A sustainable cost advantage has accrued to Rollins as result of execution of the business’ strategy, leading to our wide-moat designation. Pest-control acquisitions and continuing focus on cost-out initiatives are key to the strategy. Nonetheless, Rollins remains equally focused on the defense of its leading North American market positions, noting the loss of customers quickly unwinds the operating-margin-widening benefits of density. Rollins requires annual training of all of pest-control technicians, while also limiting its own organic market share gains to maintain strong service levels and customer satisfaction.
Financial Strength
Rollins’ typically conservative balance sheet is in good health, sitting in a net debt position of $50 million at the end of 2021, or 0.1 times net debt/EBITDA. Rollins takes a highly prudent approach to the use of debt, typically using it only to act opportunistically when a quality acquisition target is in play and using subsequent operating cash flow to promptly retire debt.
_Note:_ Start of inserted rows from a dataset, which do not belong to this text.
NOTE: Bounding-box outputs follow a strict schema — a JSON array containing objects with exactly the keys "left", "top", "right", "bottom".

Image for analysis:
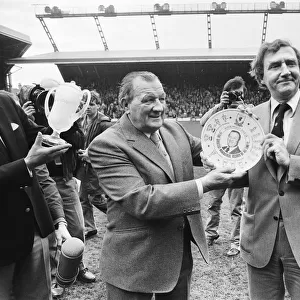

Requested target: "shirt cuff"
[
  {"left": 26, "top": 165, "right": 33, "bottom": 177},
  {"left": 195, "top": 178, "right": 203, "bottom": 199}
]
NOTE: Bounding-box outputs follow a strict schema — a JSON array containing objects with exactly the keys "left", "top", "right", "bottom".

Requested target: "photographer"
[
  {"left": 200, "top": 76, "right": 247, "bottom": 256},
  {"left": 19, "top": 81, "right": 95, "bottom": 297}
]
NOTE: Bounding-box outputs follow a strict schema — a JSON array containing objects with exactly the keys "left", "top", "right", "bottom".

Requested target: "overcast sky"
[{"left": 0, "top": 0, "right": 300, "bottom": 87}]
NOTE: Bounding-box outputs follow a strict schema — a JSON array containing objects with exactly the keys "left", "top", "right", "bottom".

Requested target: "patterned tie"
[
  {"left": 271, "top": 103, "right": 291, "bottom": 138},
  {"left": 0, "top": 138, "right": 10, "bottom": 161},
  {"left": 150, "top": 131, "right": 168, "bottom": 157},
  {"left": 150, "top": 131, "right": 174, "bottom": 175}
]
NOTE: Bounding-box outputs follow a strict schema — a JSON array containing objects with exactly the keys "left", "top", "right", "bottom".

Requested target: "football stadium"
[{"left": 0, "top": 1, "right": 300, "bottom": 300}]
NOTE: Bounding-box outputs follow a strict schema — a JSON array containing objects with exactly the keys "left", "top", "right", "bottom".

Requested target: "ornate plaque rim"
[{"left": 201, "top": 109, "right": 265, "bottom": 172}]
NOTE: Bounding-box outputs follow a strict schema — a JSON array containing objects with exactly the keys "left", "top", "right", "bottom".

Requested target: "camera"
[
  {"left": 228, "top": 91, "right": 244, "bottom": 108},
  {"left": 19, "top": 84, "right": 54, "bottom": 114}
]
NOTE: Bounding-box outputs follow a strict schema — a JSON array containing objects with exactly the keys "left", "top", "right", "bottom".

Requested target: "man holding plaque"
[
  {"left": 241, "top": 40, "right": 300, "bottom": 300},
  {"left": 203, "top": 39, "right": 300, "bottom": 300},
  {"left": 200, "top": 76, "right": 247, "bottom": 256},
  {"left": 88, "top": 72, "right": 240, "bottom": 300},
  {"left": 0, "top": 92, "right": 71, "bottom": 300}
]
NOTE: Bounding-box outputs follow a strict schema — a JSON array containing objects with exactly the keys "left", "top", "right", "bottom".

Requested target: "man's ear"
[{"left": 120, "top": 98, "right": 128, "bottom": 110}]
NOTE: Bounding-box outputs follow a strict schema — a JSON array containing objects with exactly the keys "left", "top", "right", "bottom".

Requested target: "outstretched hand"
[
  {"left": 201, "top": 167, "right": 246, "bottom": 193},
  {"left": 24, "top": 132, "right": 72, "bottom": 170},
  {"left": 237, "top": 104, "right": 259, "bottom": 120}
]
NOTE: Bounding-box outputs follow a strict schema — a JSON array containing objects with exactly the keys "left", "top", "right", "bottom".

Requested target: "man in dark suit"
[
  {"left": 241, "top": 40, "right": 300, "bottom": 300},
  {"left": 88, "top": 72, "right": 243, "bottom": 300},
  {"left": 0, "top": 92, "right": 70, "bottom": 300},
  {"left": 203, "top": 39, "right": 300, "bottom": 300}
]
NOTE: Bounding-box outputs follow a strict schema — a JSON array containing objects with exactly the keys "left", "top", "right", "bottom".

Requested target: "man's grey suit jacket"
[
  {"left": 89, "top": 114, "right": 208, "bottom": 293},
  {"left": 241, "top": 101, "right": 300, "bottom": 268}
]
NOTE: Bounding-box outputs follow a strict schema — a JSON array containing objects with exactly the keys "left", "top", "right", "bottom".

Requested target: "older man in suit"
[
  {"left": 88, "top": 72, "right": 243, "bottom": 300},
  {"left": 0, "top": 92, "right": 70, "bottom": 300},
  {"left": 203, "top": 39, "right": 300, "bottom": 300},
  {"left": 241, "top": 40, "right": 300, "bottom": 300}
]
Alternatively, returning surplus capital to shareholders could also be considered. Rollins maintains $425 million in debt facilities, which provide the group with an additional source of liquidity. The facilities carry a leverage covenant of 3.0 times net debt/EBITDA and matures in April 2024.
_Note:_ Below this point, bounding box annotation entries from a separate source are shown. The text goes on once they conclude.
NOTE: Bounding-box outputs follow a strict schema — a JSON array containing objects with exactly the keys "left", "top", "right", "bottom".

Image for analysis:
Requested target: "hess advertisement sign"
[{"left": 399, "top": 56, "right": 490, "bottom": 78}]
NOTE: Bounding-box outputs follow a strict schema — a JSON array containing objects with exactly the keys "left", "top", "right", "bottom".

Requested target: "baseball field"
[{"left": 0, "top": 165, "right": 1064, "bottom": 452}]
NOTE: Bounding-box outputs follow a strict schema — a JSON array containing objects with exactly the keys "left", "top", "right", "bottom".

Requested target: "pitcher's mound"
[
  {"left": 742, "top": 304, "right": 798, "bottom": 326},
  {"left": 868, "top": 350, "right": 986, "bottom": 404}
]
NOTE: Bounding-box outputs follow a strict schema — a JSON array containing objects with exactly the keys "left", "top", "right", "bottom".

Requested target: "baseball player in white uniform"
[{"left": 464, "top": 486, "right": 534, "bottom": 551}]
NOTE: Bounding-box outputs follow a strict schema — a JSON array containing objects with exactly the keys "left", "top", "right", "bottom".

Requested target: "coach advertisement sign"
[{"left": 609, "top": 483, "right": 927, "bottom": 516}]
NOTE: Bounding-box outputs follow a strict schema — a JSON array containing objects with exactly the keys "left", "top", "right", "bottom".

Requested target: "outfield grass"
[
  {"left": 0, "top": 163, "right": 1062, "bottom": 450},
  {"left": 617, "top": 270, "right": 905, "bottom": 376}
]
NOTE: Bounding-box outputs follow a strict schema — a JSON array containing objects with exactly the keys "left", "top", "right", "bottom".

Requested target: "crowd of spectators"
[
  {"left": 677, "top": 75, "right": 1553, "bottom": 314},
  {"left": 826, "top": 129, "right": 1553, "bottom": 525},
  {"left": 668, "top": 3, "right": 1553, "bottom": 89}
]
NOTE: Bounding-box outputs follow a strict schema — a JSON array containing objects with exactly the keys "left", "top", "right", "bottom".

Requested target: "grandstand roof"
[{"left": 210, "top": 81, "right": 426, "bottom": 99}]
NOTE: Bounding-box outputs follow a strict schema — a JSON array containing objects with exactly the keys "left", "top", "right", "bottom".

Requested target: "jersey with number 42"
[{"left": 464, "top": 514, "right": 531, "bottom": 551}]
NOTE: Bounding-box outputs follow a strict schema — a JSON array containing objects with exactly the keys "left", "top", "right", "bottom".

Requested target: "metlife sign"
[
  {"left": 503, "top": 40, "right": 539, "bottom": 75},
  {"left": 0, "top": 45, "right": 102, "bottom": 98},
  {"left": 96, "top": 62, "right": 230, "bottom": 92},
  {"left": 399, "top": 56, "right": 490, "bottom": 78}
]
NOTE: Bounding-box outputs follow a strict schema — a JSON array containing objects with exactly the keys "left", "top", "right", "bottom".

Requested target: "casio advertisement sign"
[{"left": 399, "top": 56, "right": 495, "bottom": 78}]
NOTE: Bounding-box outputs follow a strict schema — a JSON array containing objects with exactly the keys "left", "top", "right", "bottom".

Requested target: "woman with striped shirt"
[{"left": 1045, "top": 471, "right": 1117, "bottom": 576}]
Wide-moat Rollins capped off an already impressive 2021 performance with a strong fourth-quarter showing. 2021 adjusted EBITDA of $546 million tracked 2% ahead of our full-year expectations. On a constant-currency basis, full year organic sales grew at an elevated 8.7%, aligning with our expectations for a strong cyclical recovery in pest control demand in 2021. Tuck-in acquisitions added 2.7% in additional top-line growth in 2021 and drove the business’ modest outperformance relative to our revenue and earnings forecasts. Otherwise, Rollins’ late 2021 performance tracked in line with our long-term expectations for the U.S. pest control industry leader.
Bulls Say’s
- The recent uptick in capital allocated to tuck-in acquisitions is likely to continue, supporting economies of scale and boosting operating margins.
- Phase 2 of the route optimization technology rollout looks to further widen Rollins’ EBIT margin.
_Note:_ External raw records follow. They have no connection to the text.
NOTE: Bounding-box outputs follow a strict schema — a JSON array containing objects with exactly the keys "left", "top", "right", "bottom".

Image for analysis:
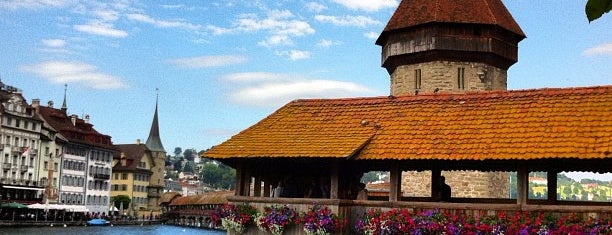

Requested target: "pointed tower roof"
[
  {"left": 62, "top": 84, "right": 68, "bottom": 113},
  {"left": 146, "top": 90, "right": 166, "bottom": 152},
  {"left": 376, "top": 0, "right": 525, "bottom": 45}
]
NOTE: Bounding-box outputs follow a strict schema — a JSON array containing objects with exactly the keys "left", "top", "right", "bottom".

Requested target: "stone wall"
[
  {"left": 391, "top": 61, "right": 507, "bottom": 96},
  {"left": 402, "top": 171, "right": 510, "bottom": 198}
]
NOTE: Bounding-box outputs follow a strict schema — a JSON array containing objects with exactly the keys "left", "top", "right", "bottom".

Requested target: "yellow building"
[
  {"left": 111, "top": 141, "right": 154, "bottom": 215},
  {"left": 111, "top": 97, "right": 166, "bottom": 218}
]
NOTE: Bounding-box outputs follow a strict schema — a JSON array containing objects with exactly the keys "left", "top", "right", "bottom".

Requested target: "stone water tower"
[{"left": 376, "top": 0, "right": 525, "bottom": 198}]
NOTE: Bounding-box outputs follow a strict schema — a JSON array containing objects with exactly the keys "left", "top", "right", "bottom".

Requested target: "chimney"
[
  {"left": 70, "top": 114, "right": 78, "bottom": 126},
  {"left": 121, "top": 152, "right": 127, "bottom": 166},
  {"left": 32, "top": 99, "right": 40, "bottom": 108}
]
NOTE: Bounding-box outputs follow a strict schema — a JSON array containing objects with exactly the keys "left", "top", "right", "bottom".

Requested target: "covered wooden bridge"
[
  {"left": 160, "top": 191, "right": 233, "bottom": 228},
  {"left": 203, "top": 86, "right": 612, "bottom": 230}
]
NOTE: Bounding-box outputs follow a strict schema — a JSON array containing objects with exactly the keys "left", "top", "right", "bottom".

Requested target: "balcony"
[
  {"left": 147, "top": 191, "right": 160, "bottom": 198},
  {"left": 94, "top": 174, "right": 110, "bottom": 180},
  {"left": 11, "top": 146, "right": 23, "bottom": 153}
]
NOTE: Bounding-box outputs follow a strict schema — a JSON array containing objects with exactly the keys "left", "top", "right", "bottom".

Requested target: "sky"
[{"left": 0, "top": 0, "right": 612, "bottom": 178}]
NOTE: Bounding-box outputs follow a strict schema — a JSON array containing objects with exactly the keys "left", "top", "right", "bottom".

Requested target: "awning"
[{"left": 2, "top": 185, "right": 45, "bottom": 191}]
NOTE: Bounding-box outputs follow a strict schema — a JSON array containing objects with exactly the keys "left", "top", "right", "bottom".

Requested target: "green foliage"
[
  {"left": 200, "top": 163, "right": 236, "bottom": 189},
  {"left": 183, "top": 149, "right": 193, "bottom": 161},
  {"left": 174, "top": 158, "right": 183, "bottom": 171},
  {"left": 113, "top": 195, "right": 132, "bottom": 209},
  {"left": 183, "top": 161, "right": 195, "bottom": 173},
  {"left": 174, "top": 147, "right": 183, "bottom": 156},
  {"left": 359, "top": 171, "right": 378, "bottom": 184},
  {"left": 584, "top": 0, "right": 612, "bottom": 22},
  {"left": 164, "top": 171, "right": 178, "bottom": 180}
]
- Increasing per-capita spending on pest control should support Rollins’ organic growth at a mid-single-digit clip.
Company Profile
Rollins is a global leader in route-based pest-control services, with operations spanning North, Central and South America, Europe, the Middle East and Africa and Australia. Its portfolio of pest-control brands includes the prominent Orkin brand, market leader in the U.S.–where it boasts near national coverage–and in Canada. Residential pest and termite prevention predominate the services provided by Rollins, owing to the group’s ongoing focus on U.S. and Canadian markets.